The second half of “Permanent Record” reads like a literary thriller, as Snowden breaks down how he ended up in a Hong Kong hotel room in the summer of 2013, turning over a trove of classified documents to Glenn Greenwald and Ewen MacAskill of The Guardian, Barton Gellman of The Washington Post and the filmmaker Laura Poitras.
Julian Assange wanted Snowden to release the information through WikiLeaks, but the site’s “total transparency,” Snowden says, wouldn’t allow for proper authentication and curation of such incendiary material. Snowden emphasizes that the distinction was important to him — not that the government would see it that way. “Whereas other spies have committed espionage, sedition and treason,” he writes, “ I would be aiding and abetting an act of journalism.”
In his acknowledgments, Snowden thanks the novelist Joshua Cohen for “helping to transform my rambling reminiscences and capsule manifestoes into a book.” (As the N.S.A. might know, I edited several articles by Cohen in a previous job.) It’s like a recursive loop of life imitating art imitating life; in Cohen’s “Book of Numbers,” published in 2015, a novelist named Joshua Cohen is hired to ghostwrite the autobiography of a mysterious tech billionaire … whose search-engine company happens to be sharing information with government agencies.

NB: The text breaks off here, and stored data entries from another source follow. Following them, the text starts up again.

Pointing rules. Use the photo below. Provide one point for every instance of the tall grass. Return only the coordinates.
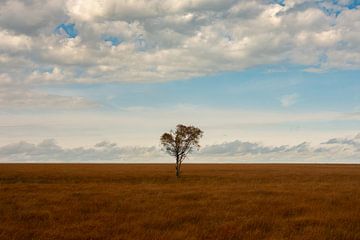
(96, 201)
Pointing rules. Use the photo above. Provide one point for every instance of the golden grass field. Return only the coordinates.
(100, 201)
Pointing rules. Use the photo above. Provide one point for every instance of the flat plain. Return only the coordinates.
(219, 201)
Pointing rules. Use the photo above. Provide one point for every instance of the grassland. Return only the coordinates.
(209, 202)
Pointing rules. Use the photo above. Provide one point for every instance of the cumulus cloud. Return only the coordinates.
(167, 40)
(345, 150)
(49, 151)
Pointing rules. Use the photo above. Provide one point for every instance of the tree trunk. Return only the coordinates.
(177, 167)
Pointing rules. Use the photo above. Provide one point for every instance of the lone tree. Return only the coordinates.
(181, 142)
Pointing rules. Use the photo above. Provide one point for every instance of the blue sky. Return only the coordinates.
(266, 80)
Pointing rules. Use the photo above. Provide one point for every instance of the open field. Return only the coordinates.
(58, 201)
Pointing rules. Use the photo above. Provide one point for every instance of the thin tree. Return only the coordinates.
(181, 142)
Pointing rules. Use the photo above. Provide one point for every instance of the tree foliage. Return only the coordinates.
(180, 142)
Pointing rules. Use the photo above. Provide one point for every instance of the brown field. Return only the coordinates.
(58, 201)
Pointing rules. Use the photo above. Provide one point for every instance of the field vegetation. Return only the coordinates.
(103, 201)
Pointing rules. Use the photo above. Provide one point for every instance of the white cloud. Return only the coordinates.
(289, 100)
(168, 40)
(30, 99)
(332, 151)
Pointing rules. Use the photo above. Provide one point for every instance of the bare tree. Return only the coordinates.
(181, 142)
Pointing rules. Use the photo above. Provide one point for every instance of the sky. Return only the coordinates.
(100, 81)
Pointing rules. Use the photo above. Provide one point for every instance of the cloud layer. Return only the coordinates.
(336, 150)
(67, 41)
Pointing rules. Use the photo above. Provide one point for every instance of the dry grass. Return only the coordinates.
(208, 202)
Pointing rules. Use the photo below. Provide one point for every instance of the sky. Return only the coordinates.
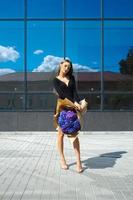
(45, 39)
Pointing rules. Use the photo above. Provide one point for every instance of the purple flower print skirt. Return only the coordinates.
(68, 121)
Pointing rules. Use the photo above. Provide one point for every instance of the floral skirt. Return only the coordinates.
(69, 121)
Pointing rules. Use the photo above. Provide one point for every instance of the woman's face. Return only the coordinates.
(65, 67)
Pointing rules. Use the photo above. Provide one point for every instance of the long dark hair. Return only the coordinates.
(70, 72)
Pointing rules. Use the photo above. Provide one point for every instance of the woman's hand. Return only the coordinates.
(78, 106)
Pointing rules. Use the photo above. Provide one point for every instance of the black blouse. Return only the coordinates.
(64, 91)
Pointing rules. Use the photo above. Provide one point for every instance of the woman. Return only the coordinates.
(64, 84)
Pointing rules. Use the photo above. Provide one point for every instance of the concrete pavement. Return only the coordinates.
(30, 169)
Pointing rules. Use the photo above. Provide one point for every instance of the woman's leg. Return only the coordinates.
(76, 146)
(60, 144)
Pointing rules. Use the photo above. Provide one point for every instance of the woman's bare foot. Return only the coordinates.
(63, 164)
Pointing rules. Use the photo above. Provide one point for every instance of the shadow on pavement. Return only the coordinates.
(102, 161)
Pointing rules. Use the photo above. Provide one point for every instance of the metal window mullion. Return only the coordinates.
(25, 55)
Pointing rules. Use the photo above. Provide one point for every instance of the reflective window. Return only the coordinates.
(83, 47)
(118, 8)
(11, 101)
(11, 56)
(83, 9)
(12, 9)
(118, 102)
(94, 100)
(45, 51)
(118, 56)
(45, 101)
(45, 8)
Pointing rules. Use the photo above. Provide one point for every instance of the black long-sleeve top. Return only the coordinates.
(64, 91)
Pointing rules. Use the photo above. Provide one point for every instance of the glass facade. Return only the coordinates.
(96, 35)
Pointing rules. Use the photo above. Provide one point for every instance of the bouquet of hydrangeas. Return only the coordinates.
(68, 121)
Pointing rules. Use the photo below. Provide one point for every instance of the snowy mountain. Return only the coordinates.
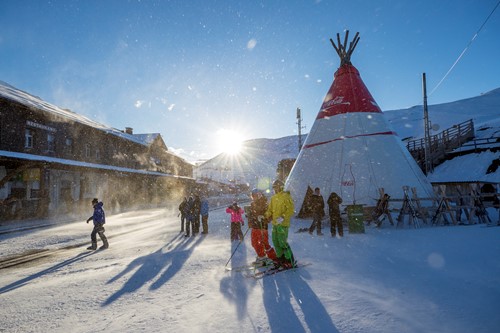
(258, 161)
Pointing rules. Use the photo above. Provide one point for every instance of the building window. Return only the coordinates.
(51, 143)
(69, 144)
(87, 151)
(28, 138)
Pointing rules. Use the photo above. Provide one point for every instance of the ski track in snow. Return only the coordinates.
(434, 279)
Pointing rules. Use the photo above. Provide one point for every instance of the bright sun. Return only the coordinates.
(230, 142)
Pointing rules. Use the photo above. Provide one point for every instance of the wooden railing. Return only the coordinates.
(442, 143)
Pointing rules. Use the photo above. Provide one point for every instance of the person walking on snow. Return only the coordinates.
(182, 212)
(334, 211)
(259, 225)
(318, 211)
(236, 221)
(204, 215)
(279, 212)
(99, 218)
(189, 216)
(196, 214)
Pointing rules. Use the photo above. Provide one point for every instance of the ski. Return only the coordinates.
(272, 270)
(251, 265)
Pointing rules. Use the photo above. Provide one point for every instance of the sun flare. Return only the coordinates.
(229, 141)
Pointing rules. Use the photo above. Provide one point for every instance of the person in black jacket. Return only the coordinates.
(183, 212)
(335, 221)
(318, 211)
(99, 218)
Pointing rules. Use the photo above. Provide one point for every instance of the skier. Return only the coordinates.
(189, 216)
(334, 211)
(318, 211)
(279, 212)
(196, 214)
(182, 212)
(260, 235)
(99, 218)
(236, 221)
(204, 215)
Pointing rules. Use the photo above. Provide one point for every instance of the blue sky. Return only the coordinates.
(190, 69)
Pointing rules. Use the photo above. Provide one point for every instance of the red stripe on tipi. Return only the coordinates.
(348, 137)
(347, 94)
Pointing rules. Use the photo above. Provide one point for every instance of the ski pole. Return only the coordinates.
(237, 246)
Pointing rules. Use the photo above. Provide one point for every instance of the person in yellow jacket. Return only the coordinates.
(279, 212)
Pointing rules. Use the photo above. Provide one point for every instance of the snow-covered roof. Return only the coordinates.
(31, 157)
(147, 138)
(9, 92)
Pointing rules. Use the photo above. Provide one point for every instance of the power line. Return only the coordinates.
(465, 50)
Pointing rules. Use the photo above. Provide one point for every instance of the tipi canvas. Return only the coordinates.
(351, 149)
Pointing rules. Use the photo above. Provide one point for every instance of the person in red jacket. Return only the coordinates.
(259, 225)
(236, 221)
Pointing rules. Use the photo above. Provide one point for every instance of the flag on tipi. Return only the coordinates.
(351, 149)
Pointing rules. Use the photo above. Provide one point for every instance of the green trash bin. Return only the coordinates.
(355, 219)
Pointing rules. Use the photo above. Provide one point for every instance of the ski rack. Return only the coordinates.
(412, 209)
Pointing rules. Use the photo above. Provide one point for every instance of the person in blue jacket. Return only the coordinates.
(99, 218)
(204, 215)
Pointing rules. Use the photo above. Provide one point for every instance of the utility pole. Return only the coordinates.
(299, 123)
(427, 138)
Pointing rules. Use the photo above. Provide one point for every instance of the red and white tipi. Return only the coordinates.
(351, 149)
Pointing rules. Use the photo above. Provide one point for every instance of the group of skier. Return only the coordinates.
(259, 214)
(190, 211)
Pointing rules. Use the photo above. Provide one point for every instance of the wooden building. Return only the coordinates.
(54, 161)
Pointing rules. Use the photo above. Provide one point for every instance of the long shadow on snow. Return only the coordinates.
(280, 291)
(234, 287)
(153, 264)
(22, 282)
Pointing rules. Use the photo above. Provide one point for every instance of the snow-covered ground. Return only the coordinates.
(153, 279)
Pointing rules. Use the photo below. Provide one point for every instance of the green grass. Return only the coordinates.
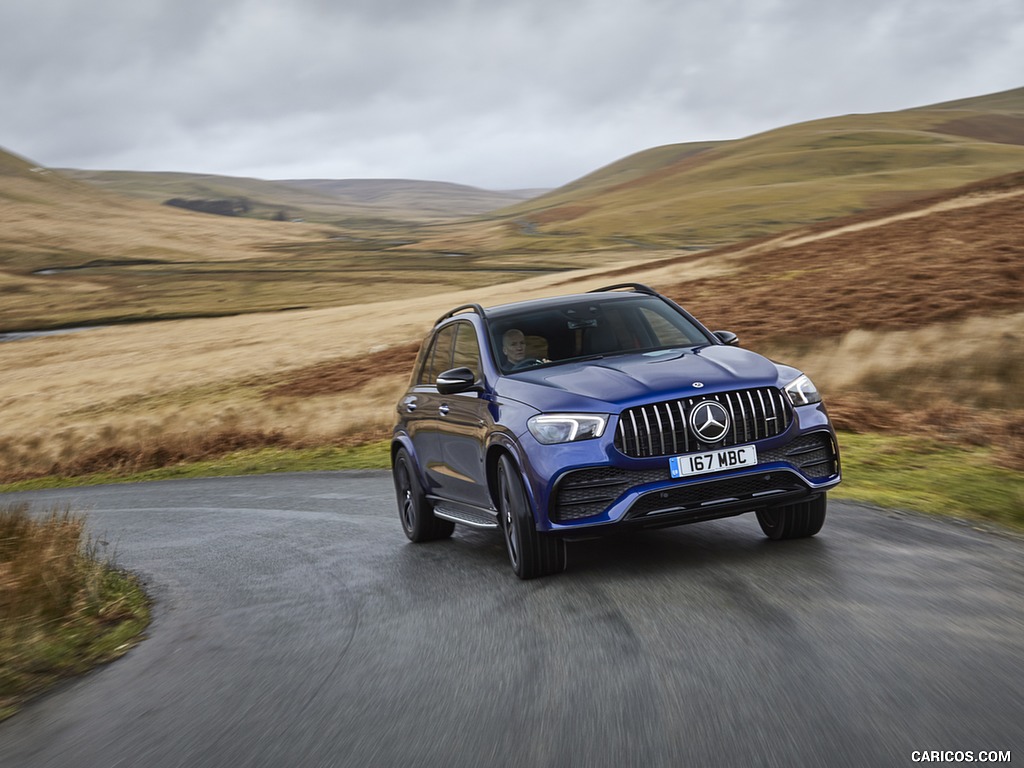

“Permanent Record” weaves together personal intel and spycraft info, much of it technologically elaborate yet clearly explained. You’ll also learn that even in our fragmented era, the tools of mass surveillance have revealed one thing that seems to connect almost everyone who’s online: porn. “This was true for virtually everyone of every gender, ethnicity, race and age,” Snowden writes, “from the meanest terrorist to the nicest senior citizen, who might be the meanest terrorist’s grandparent, or parent, or cousin.”
This is funny, but it’s ominous, too. Without belaboring his points, Snowden pushes the reader to reflect more seriously on what every American should be asking already. What does it mean to have the data of our lives collected and stored on file, ready to be accessed — not just now, by whatever administration happens to be in office at the moment, but potentially forever? Should such sensitive work be outsourced to private contractors? What entails effective “oversight” if the public is kept in the dark? When can concerns about “national security” slip into bids for unchecked power?
Snowden doesn’t reveal too much about his life in exile. He and Lindsay have since married, renting a two-bedroom apartment in Moscow, where he beams out his image through a screen-on-wheels, nicknamed the “Snowbot,” giving talks about privacy to audiences around the world. He says he takes care to avoid being recognized in public — “but nowadays everybody’s too busy staring at their phones to give me a second glance.”